Le préservatif « goût hostie » crée la polémique dans le milieu catholique

RIONS-UN-PEU : Non aux religions

Sournoise insinuation pour certains, clin d’œil cocasse pour d’autres, la dernière création de la sulfureuse start-up montpelliéraine « Safe Tunique SARL » ne laisse personne indifférent, en particulier au sein de l’Eglise. Alors qu’une demande de retrait du marché était déposée mardi par un évêque Languedocien, la petite entreprise se défend et évoque « une forte demande » de la part de sa clientèle.

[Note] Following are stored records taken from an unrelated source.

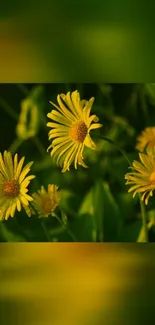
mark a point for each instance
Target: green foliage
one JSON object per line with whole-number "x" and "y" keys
{"x": 95, "y": 204}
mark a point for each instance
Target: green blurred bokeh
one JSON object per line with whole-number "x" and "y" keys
{"x": 95, "y": 200}
{"x": 84, "y": 42}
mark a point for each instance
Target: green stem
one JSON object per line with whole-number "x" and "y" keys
{"x": 8, "y": 109}
{"x": 143, "y": 212}
{"x": 45, "y": 231}
{"x": 65, "y": 227}
{"x": 114, "y": 144}
{"x": 15, "y": 145}
{"x": 39, "y": 146}
{"x": 23, "y": 89}
{"x": 144, "y": 220}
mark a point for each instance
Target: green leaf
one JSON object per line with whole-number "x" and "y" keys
{"x": 150, "y": 91}
{"x": 126, "y": 205}
{"x": 106, "y": 212}
{"x": 130, "y": 232}
{"x": 83, "y": 228}
{"x": 10, "y": 234}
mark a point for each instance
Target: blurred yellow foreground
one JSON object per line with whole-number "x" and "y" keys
{"x": 72, "y": 284}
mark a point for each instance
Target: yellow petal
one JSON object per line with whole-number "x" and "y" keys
{"x": 88, "y": 142}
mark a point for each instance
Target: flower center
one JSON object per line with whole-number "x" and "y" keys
{"x": 152, "y": 143}
{"x": 78, "y": 132}
{"x": 11, "y": 188}
{"x": 152, "y": 178}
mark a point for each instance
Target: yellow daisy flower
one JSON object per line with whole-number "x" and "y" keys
{"x": 13, "y": 185}
{"x": 146, "y": 140}
{"x": 142, "y": 177}
{"x": 45, "y": 202}
{"x": 71, "y": 127}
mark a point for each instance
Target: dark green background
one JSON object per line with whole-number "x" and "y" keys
{"x": 124, "y": 110}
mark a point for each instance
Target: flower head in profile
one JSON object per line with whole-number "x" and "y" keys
{"x": 70, "y": 129}
{"x": 142, "y": 177}
{"x": 13, "y": 185}
{"x": 146, "y": 140}
{"x": 45, "y": 202}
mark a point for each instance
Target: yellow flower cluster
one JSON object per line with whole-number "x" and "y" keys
{"x": 70, "y": 126}
{"x": 142, "y": 177}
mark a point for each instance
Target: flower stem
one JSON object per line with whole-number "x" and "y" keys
{"x": 23, "y": 89}
{"x": 65, "y": 227}
{"x": 15, "y": 145}
{"x": 39, "y": 145}
{"x": 45, "y": 231}
{"x": 144, "y": 220}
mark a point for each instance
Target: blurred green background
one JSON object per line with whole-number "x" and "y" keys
{"x": 95, "y": 200}
{"x": 59, "y": 41}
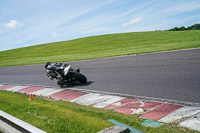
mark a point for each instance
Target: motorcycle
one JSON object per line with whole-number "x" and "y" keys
{"x": 64, "y": 74}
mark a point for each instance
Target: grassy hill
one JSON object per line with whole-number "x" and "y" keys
{"x": 101, "y": 46}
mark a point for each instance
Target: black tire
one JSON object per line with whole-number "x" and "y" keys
{"x": 79, "y": 77}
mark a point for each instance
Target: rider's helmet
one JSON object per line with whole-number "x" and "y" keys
{"x": 47, "y": 64}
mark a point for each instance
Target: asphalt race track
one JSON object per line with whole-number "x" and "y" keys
{"x": 169, "y": 75}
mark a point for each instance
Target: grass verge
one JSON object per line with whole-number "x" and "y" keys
{"x": 102, "y": 46}
{"x": 60, "y": 116}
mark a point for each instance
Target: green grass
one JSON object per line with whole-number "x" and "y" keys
{"x": 61, "y": 117}
{"x": 102, "y": 46}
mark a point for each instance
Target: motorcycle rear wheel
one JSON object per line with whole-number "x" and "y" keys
{"x": 79, "y": 77}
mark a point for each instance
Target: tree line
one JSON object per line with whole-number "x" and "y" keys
{"x": 192, "y": 27}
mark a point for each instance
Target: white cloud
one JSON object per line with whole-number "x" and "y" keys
{"x": 132, "y": 21}
{"x": 183, "y": 7}
{"x": 13, "y": 24}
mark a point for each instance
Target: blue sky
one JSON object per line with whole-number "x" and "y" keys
{"x": 30, "y": 22}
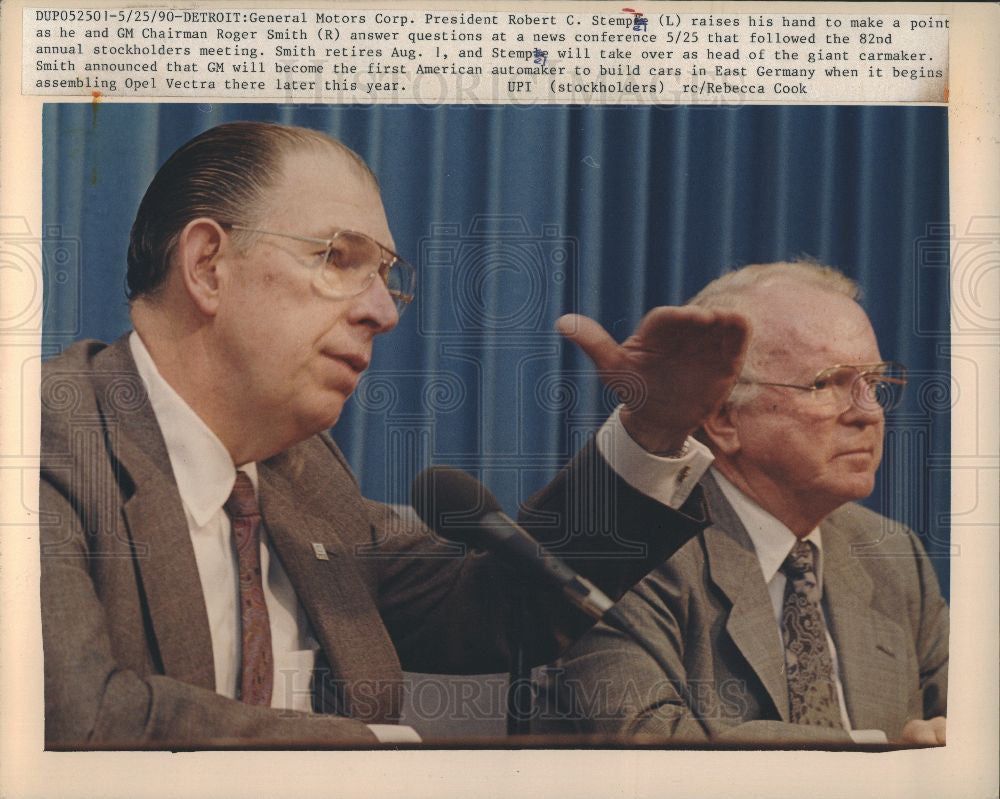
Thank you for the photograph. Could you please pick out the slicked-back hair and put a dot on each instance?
(224, 173)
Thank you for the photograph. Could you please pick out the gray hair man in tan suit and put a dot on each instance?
(796, 615)
(210, 568)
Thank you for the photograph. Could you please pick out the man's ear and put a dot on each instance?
(721, 429)
(199, 248)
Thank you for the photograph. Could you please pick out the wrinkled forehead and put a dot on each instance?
(320, 190)
(801, 330)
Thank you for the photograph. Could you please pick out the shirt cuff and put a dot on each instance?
(665, 479)
(868, 736)
(394, 733)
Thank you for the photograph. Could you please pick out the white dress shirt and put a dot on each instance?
(668, 480)
(205, 475)
(773, 542)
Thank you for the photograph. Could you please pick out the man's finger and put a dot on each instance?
(589, 336)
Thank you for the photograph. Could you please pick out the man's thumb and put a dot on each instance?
(589, 336)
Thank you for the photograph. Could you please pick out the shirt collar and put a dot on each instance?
(202, 467)
(771, 539)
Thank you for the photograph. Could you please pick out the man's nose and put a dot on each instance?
(375, 307)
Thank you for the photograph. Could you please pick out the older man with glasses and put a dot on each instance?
(796, 615)
(209, 567)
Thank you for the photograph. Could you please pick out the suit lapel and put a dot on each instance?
(870, 646)
(734, 568)
(340, 607)
(164, 555)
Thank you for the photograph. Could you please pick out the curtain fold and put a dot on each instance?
(516, 215)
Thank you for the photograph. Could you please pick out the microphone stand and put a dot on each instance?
(520, 698)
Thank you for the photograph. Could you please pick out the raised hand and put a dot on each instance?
(672, 372)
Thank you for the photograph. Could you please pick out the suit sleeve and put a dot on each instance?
(609, 685)
(90, 697)
(930, 621)
(449, 610)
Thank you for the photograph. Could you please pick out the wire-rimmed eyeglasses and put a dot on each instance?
(350, 261)
(869, 386)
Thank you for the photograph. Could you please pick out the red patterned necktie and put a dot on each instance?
(812, 693)
(257, 668)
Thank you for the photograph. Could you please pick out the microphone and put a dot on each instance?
(460, 508)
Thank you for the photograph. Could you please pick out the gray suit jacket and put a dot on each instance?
(707, 610)
(128, 652)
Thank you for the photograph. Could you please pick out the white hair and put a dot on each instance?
(735, 291)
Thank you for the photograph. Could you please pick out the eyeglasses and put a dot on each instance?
(348, 263)
(869, 386)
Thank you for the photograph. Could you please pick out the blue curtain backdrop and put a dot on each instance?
(516, 215)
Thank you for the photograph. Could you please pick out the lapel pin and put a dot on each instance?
(320, 552)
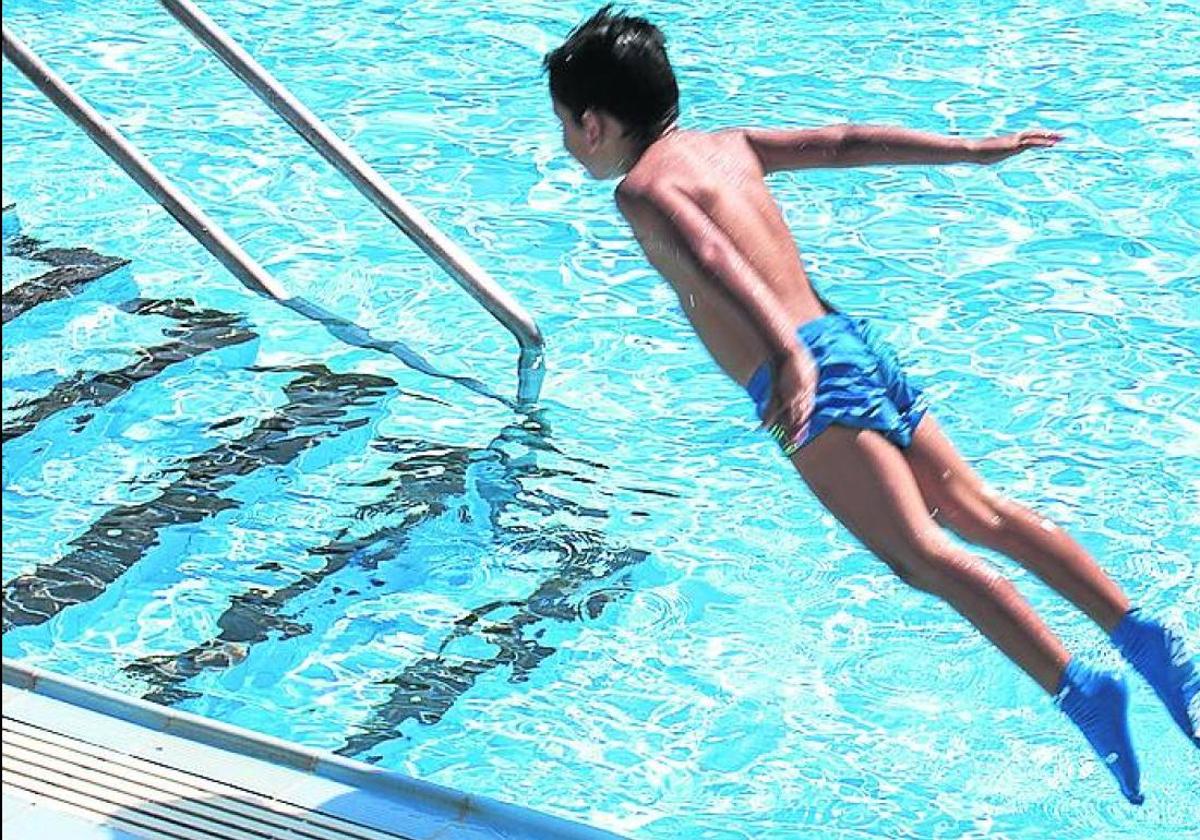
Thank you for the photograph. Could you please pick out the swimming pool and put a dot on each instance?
(624, 610)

Crée en 2004, Safe Tunique SARL avait déjà créé le « buzz » sur internet en proposant une gamme de préservatifs extravagants : aromatisés (fraise, banane, etc.), préservatifs ‘bio’ en boyau de lapin, modèle « StarWars » qui luit dans l’obscurité : les créatifs de l’entreprise n’ont jamais manqué d’inspiration. Seraient-ils allés trop loin cette fois ci ?

Pour le Père Simène qui condamne fermement ce concept, il ne s’agit que d’une stratégie de communication : « Vous savez quel goût ça a une hostie ? Aucun, ça n’a aucun goût. Alors un préservatif goût hostie,ça n’a aucun sens. Pour moi c’est la preuve qu’ils [Safe Tunique SARL, NDLR] ne font ça que pour que tout le monde en parle. Mais à mon avis, ça va se retourner contre eux » professe-t-il.

Les créateurs du préservatif incriminé s’étonnent des réactions hostiles, qui se multiplient depuis la mise sur le marché du produit. Thibault Marchand, jeune responsable du département recherche et développement de l’entreprise témoigne : « Nous n’avions jamais eu de problème jusqu’à aujourd’hui, et on ne s’était jamais censurés. Quand on a sorti le préservatif ‘goût dentifrice’ par exemple, les dentistes ne nous étaient pas tombé dessus… Les gens ont toutes sortes de fantasmes, on leur permet juste de les réaliser. On a rien contre la religion catholique ».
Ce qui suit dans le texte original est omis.